A high school soccer team in the southwest suburbs is using a golden toilet, or “pot of gold,” to raise money and awareness about colon cancer and encourage their community to get screened.
“A lot of people just walk by and they laugh or they stare, but then they walk by again and then would laugh and they stare, then they walk by again, and then they're like, 'Okay, what is this for?' Like they're interested,” said Iggie Escamilla, a senior on the team.
The Bolingbrook High School varsity soccer team is using the gold toilet to tout a “split the pot” raffle, carting the toilet to football games and local events to raise awareness about colorectal cancer, which is on the rise in young people.
“It's the cancer that my dad had and my grandfather also had.
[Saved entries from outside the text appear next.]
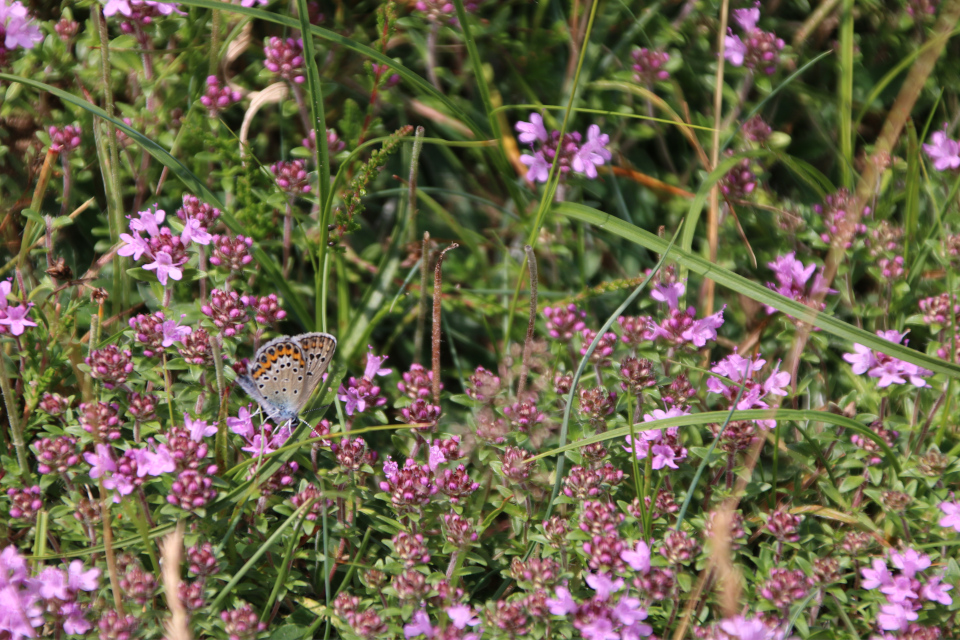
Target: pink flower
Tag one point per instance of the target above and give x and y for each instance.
(910, 561)
(734, 50)
(100, 462)
(420, 626)
(194, 231)
(894, 617)
(899, 590)
(462, 615)
(539, 169)
(603, 585)
(878, 576)
(80, 580)
(133, 245)
(199, 429)
(937, 592)
(16, 318)
(163, 265)
(743, 629)
(638, 558)
(952, 517)
(20, 28)
(944, 152)
(155, 463)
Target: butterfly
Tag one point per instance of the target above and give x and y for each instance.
(286, 371)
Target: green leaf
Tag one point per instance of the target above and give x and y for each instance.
(850, 483)
(753, 290)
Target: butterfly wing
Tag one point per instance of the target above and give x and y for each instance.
(278, 378)
(317, 349)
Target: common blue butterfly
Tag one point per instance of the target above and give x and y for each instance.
(286, 371)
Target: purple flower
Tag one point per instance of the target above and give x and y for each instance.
(194, 231)
(952, 517)
(163, 265)
(100, 462)
(603, 585)
(593, 153)
(734, 50)
(532, 131)
(895, 617)
(638, 558)
(937, 592)
(155, 463)
(599, 629)
(878, 576)
(19, 27)
(944, 152)
(133, 245)
(420, 626)
(744, 629)
(80, 580)
(359, 395)
(462, 615)
(539, 168)
(199, 429)
(888, 369)
(910, 561)
(173, 332)
(16, 318)
(52, 583)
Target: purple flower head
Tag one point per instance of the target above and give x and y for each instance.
(935, 591)
(910, 561)
(638, 558)
(65, 139)
(944, 152)
(419, 626)
(285, 58)
(16, 319)
(740, 370)
(877, 576)
(952, 515)
(568, 153)
(792, 277)
(173, 332)
(648, 65)
(747, 18)
(603, 584)
(461, 616)
(363, 394)
(741, 628)
(564, 322)
(155, 463)
(165, 268)
(216, 97)
(900, 589)
(895, 617)
(199, 429)
(18, 28)
(888, 369)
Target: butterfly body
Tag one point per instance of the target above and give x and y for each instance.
(286, 371)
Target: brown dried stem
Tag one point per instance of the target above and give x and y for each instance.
(524, 368)
(437, 281)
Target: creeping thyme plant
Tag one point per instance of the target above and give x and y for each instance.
(646, 316)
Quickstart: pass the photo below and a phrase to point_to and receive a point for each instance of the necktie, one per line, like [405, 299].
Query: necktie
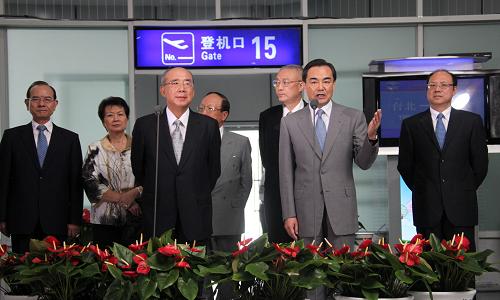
[320, 128]
[42, 144]
[440, 130]
[177, 141]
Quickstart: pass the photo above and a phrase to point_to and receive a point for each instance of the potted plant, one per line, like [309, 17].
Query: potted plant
[454, 266]
[375, 271]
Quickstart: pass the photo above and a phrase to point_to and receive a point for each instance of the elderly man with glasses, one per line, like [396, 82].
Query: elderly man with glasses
[443, 158]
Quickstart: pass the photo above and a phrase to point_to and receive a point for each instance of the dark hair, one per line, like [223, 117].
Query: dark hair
[112, 101]
[453, 77]
[40, 82]
[225, 105]
[319, 62]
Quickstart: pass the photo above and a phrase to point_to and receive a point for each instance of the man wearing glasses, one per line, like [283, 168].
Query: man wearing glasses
[231, 191]
[188, 163]
[40, 175]
[288, 86]
[443, 158]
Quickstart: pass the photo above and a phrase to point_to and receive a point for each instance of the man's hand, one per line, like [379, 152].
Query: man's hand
[135, 209]
[73, 230]
[292, 227]
[3, 229]
[374, 125]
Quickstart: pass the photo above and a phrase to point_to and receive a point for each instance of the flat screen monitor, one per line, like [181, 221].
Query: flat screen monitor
[217, 47]
[401, 97]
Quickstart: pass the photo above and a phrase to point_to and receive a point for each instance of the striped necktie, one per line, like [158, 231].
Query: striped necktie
[42, 144]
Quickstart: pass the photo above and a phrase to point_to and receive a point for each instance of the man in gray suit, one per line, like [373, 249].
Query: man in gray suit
[231, 191]
[318, 145]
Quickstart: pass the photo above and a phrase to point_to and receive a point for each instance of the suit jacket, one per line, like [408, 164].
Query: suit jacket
[443, 180]
[269, 135]
[233, 186]
[184, 190]
[52, 194]
[311, 180]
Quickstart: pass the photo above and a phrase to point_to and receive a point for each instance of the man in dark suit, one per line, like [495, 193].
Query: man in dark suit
[231, 191]
[188, 163]
[443, 158]
[40, 175]
[288, 86]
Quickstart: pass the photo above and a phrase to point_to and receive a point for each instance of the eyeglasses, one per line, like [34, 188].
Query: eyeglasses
[285, 82]
[177, 83]
[37, 99]
[315, 82]
[210, 108]
[443, 86]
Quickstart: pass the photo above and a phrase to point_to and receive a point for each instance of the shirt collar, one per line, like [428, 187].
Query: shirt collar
[446, 113]
[327, 109]
[49, 125]
[171, 117]
[297, 107]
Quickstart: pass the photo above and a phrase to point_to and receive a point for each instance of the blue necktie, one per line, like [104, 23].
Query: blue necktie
[42, 144]
[177, 141]
[320, 129]
[440, 130]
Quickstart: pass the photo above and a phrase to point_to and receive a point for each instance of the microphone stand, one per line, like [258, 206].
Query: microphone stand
[157, 112]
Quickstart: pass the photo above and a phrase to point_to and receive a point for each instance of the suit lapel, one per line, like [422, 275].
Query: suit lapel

So it's like, kind of like emotional for me, but at first I was like, (the toilet) is kind of funny,” Jared Ibarra, a senior on the team, said.
On Aug. 11, at the Lyons Soccer Complex in La Grange, the Bolingbrook High School soccer team beat out other area schools in several field day competitions, winning the chance to fill the “Pot of Gold.”
The “Field Day Olympics” was part of the lead-up to the BODYARMOR Series, which features a high school boys soccer tournament in Waukegan on Sept. 14, when more than 100 high schools compete on the same day.
Chicago-based Dude Wipes is a presenting partner of the BODYARMOR series and co-founder Ryan Meegan said the company will match all the donations that the Bolingbrook team brings in for the “Pot of Gold” raffle, to show support for proactive screenings.
Health & Wellness
“It'll shed light to family members that are around that 40- to 50-year-old age, especially in men,” Meegan said.
Each raffle ticket costs $2. After the drawing on Sept. 14, the “pot of gold” will be split three ways among the Bolingbrook soccer program, the Golden Ticket winner and the Colon Club, a non-profit that helps young adults with colorectal cancer.
Feeling out of the loop? We'll catch you up on the Chicago news you need to know. Sign up for the weekly Chicago Catch-Up newsletter.
“We had an old coach from Bolingbrook. He came in to speak to us a couple days after we won the toilet and he told us that his father actually passed from colon cancer. So it really hit us hard and made us want to raise even more money for colon cancer,” said Alex Jarszak, a senior on the soccer team.
The community has responded to the team’s call to fill this pot. The team is close to reaching their fundraising goal, with about a week to go.
“We're hoping to push up to $3,000 this week. So we're definitely well over $2,000 and we're gonna have the golden pot in our cafeteria, encouraging staff members to stop by and encouraging the students to get involved and also spread the message,” said Nick Trotter, the head varsity soccer coach.
For the past few weeks, the soccer team has taken the “pot of gold” around town, to football games and soccer tournaments.
“Sometimes they donate. Sometimes they don't. Sometimes when we ask for donations, they kind of ignore us, but that's fine, as long as we're getting awareness out there, they're going to think about it, right?” Jarszak said.
“We want to win on the game, but we also want to save lives out there as well, and this was a great opportunity to do that,” Escamilla said.